La crescita delle energie rinnovabili produce effetti anche sul piano economico. Una maggiore disponibilità di energia prodotta localmente può contribuire, nel medio periodo, a ridurre la dipendenza dalle importazioni di gas e petrolio, rafforzando la sicurezza energetica dell’Europa. Allo stesso tempo, il settore continua a creare nuove opportunità occupazionali nei comparti della progettazione, della costruzione e della manutenzione degli impianti.
Non mancano però le criticità. In diverse regioni europee le procedure autorizzative restano lunghe e complesse, rallentando la realizzazione di nuovi impianti. Anche il potenziamento delle infrastrutture procede con tempi inferiori rispetto alla crescita della produzione, creando talvolta difficoltà nella distribuzione dell’energia.
Un altro elemento riguarda il costo dell’elettricità. Sebbene l’aumento della produzione da fonti rinnovabili rappresenti un fattore positivo, il prezzo finale pagato dai consumatori continua a dipendere da numerosi elementi, tra cui l’andamento dei mercati internazionali dell’energia, i costi della rete e gli oneri di sistema. Per questo motivo gli analisti invitano a non collegare automaticamente la crescita delle rinnovabili a una riduzione immediata delle bollette.
Le istituzioni europee considerano comunque questi risultati un passaggio importante verso gli obiettivi climatici fissati per i prossimi anni. La strategia comunitaria punta, infatti, ad aumentare ulteriormente la produzione di energia pulita, favorendo investimenti nell’eolico, nel solare, nell’idroelettrico e nelle nuove tecnologie per l’accumulo energetico.
Per l’Italia la sfida sarà quella di consolidare i risultati raggiunti, accelerando la realizzazione degli impianti già autorizzati e semplificando le procedure amministrative. Parallelamente sarà necessario investire nella ricerca e nell’innovazione, così da rendere il sistema energetico sempre più efficiente e competitivo.

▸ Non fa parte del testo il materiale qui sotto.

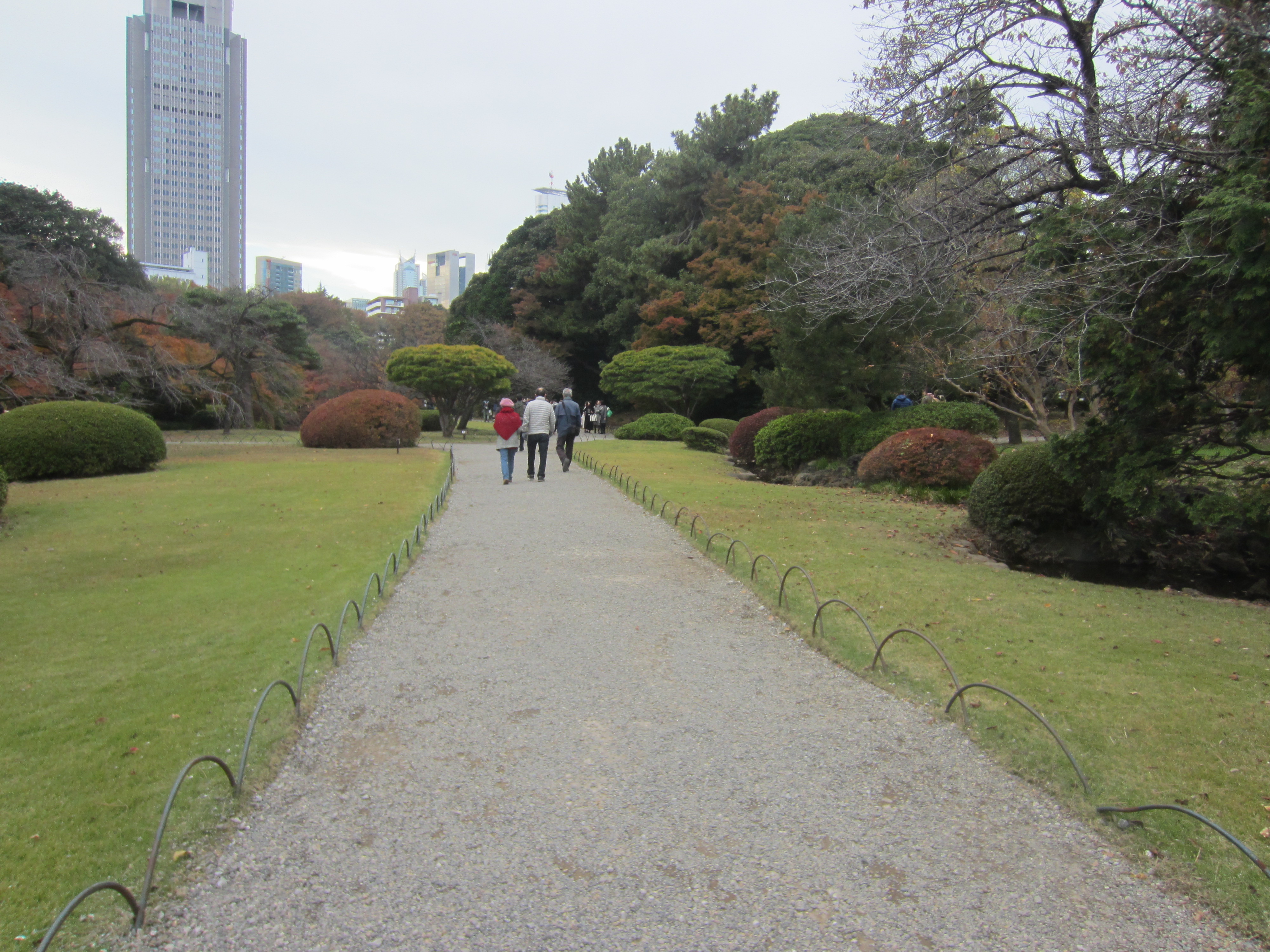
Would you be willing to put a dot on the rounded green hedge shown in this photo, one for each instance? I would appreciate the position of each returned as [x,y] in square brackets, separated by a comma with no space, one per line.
[788,442]
[655,427]
[719,423]
[77,439]
[1022,496]
[705,439]
[877,427]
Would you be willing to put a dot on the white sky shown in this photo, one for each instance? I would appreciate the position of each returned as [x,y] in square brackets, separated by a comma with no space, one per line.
[392,126]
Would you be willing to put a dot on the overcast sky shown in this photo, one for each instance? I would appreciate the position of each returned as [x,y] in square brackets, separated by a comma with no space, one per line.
[389,126]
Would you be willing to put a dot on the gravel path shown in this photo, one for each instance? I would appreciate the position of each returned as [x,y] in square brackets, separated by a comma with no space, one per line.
[568,731]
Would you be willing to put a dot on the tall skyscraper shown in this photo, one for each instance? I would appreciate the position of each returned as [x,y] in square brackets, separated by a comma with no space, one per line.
[187,138]
[449,274]
[406,277]
[279,275]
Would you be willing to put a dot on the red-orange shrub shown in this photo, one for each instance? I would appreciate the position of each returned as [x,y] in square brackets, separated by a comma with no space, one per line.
[928,458]
[363,420]
[741,444]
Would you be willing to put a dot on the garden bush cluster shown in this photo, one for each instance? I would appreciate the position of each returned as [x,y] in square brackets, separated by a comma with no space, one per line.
[791,441]
[1023,496]
[705,439]
[928,458]
[363,420]
[718,423]
[68,440]
[655,427]
[741,444]
[877,427]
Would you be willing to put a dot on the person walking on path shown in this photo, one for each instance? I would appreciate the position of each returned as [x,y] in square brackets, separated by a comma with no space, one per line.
[568,427]
[539,427]
[507,436]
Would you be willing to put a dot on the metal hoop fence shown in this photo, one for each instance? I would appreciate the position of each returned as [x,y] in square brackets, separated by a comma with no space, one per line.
[609,470]
[139,904]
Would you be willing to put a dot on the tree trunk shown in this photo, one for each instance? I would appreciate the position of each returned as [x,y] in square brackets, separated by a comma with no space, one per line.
[1013,430]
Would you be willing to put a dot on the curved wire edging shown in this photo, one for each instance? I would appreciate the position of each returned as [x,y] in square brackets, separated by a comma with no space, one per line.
[140,906]
[70,908]
[947,666]
[829,602]
[1034,713]
[1203,819]
[163,828]
[799,568]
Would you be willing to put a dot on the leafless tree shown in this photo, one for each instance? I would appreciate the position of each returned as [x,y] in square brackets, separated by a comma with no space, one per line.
[67,336]
[1097,114]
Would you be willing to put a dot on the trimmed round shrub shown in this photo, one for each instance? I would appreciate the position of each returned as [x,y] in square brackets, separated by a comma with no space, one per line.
[655,427]
[363,420]
[788,442]
[718,423]
[741,444]
[928,458]
[65,440]
[705,439]
[877,427]
[1023,494]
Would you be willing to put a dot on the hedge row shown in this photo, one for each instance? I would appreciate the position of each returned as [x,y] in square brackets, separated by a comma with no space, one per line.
[68,440]
[655,427]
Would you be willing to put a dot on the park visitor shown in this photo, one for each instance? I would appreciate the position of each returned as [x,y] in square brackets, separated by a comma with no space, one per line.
[568,426]
[507,436]
[539,426]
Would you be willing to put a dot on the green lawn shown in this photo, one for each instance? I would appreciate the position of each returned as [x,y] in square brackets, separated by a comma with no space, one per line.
[142,615]
[1163,699]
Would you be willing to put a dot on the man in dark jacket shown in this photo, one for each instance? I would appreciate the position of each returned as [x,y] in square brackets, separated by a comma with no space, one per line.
[568,426]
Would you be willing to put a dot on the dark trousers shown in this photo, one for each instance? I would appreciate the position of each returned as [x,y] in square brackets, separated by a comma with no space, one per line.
[565,450]
[538,442]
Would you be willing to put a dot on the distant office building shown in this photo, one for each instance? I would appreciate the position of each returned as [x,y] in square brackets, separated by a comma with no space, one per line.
[192,268]
[187,130]
[384,305]
[406,277]
[449,274]
[279,275]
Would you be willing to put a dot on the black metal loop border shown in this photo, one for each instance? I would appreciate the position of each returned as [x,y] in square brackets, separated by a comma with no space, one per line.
[959,689]
[139,906]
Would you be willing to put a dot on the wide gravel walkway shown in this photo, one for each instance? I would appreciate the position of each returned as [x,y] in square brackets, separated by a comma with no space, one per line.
[570,731]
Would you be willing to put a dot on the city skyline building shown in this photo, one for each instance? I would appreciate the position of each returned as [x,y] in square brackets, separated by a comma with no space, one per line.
[279,275]
[187,135]
[384,304]
[192,268]
[406,277]
[449,274]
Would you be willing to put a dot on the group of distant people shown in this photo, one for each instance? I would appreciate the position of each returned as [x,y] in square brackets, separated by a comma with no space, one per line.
[904,400]
[530,425]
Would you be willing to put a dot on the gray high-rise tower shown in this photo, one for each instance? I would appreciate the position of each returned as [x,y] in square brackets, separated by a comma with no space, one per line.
[187,138]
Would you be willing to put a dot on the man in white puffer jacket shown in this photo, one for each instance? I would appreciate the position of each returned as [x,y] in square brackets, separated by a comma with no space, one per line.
[539,426]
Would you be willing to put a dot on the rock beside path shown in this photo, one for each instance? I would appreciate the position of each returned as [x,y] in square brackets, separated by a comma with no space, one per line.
[570,731]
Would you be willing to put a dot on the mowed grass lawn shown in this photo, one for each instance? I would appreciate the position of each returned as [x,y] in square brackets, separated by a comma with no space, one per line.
[140,616]
[1163,699]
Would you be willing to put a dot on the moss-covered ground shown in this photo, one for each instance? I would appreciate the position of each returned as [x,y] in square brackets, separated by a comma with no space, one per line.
[142,616]
[1163,699]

I dati diffusi in queste settimane confermano dunque che la transizione energetica europea non è più soltanto un obiettivo politico, ma una realtà in continua evoluzione. Il percorso è ancora lungo e richiederà investimenti, programmazione e collaborazione tra istituzioni, imprese e cittadini. Tuttavia, il fatto che quasi metà dell’elettricità prodotta nell’Unione europea provenga già da fonti rinnovabili rappresenta un traguardo significativo e un segnale concreto del cambiamento in atto.